Mein Schatten ist scheu. Er vertraut nur mir allein und versteckt sich gern vor dem Rest der Welt. Er ist die Vergangenheit (die gute und die böse) und er ist das Düstere, der Zweifel, der Beobachter, der Ruf, der Entfernte. Mein Schatten ist mühsam. [Vielleicht siehst Du die eine oder andere Regung im Musikvideo, oder hörst es vielleicht aus dem Lied heraus? Lass es mich wissen.]
Und irgendwann ist mir mein Schatten als Lied auf dem Mund gepurzelt. Ich kann mich noch erinnern, wie ich da am Klavier gesessen bin in der Belvedergasse in Wien. Das war 2015/2016. Mein Gott – was da schon an Zeit in das Lied geflossen ist – wie viele Versionen und Varianten. Ein guter Einfluss war Sam Smith – warmer Klang, souliger Sound. Knackig, satt, klar. Einfach, unaufdringlich, gemütlich.

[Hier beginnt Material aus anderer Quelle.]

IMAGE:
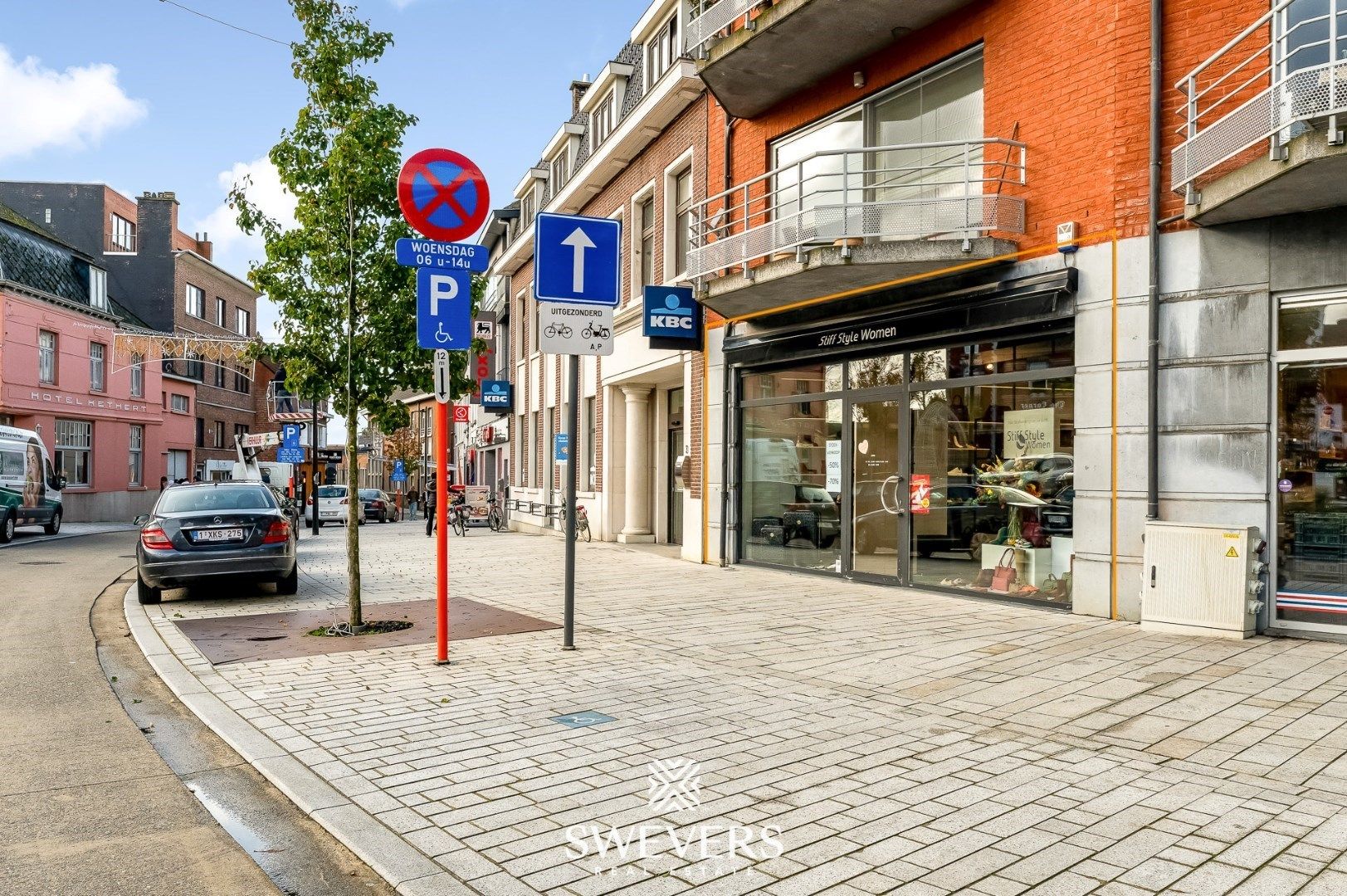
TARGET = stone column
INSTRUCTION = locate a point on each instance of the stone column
(637, 476)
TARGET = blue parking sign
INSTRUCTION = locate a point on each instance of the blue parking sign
(443, 309)
(575, 259)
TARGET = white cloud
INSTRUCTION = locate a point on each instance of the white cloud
(235, 250)
(43, 108)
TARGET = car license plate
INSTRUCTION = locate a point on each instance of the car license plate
(217, 535)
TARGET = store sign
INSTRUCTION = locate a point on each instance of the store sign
(672, 319)
(1032, 431)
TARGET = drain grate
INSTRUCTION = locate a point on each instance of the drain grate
(583, 720)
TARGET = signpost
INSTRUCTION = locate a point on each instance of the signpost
(577, 280)
(443, 197)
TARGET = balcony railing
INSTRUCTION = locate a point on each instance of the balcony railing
(1284, 71)
(903, 192)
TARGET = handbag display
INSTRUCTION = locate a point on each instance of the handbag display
(1003, 577)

Am Anfang hatte ich noch dieses gewollte Pseudohochdeutsche in meiner Stimme. Und dann hab ich mir gedacht – warum nicht einfach so wie ich normal jeden Tag rede? Es ist doch auch sauber und verständlich. Damals war ich einfach auf der Suche nach meiner Originalität. Wienerdeutsch nenne ich das. Und wer das nicht versteht, kann kein Deutsch, denke ich mir. Es ist keine Mundart oder Bayrisch oder ein Dialekt. Es ist genau so sauber wie jemand der in Hamburg oder Berlin klares Deutsch spricht, mit einem schönen Akzent, mit einer Farbe, mit einer Nuance der Stadt in der ich halt so viel Zeit verbracht hab. Eine Schattierung vielleicht, um wieder zum Thema zu kommen. Über Schatten spricht das Lied am stärksten selbst – hör es Dir nochmal an.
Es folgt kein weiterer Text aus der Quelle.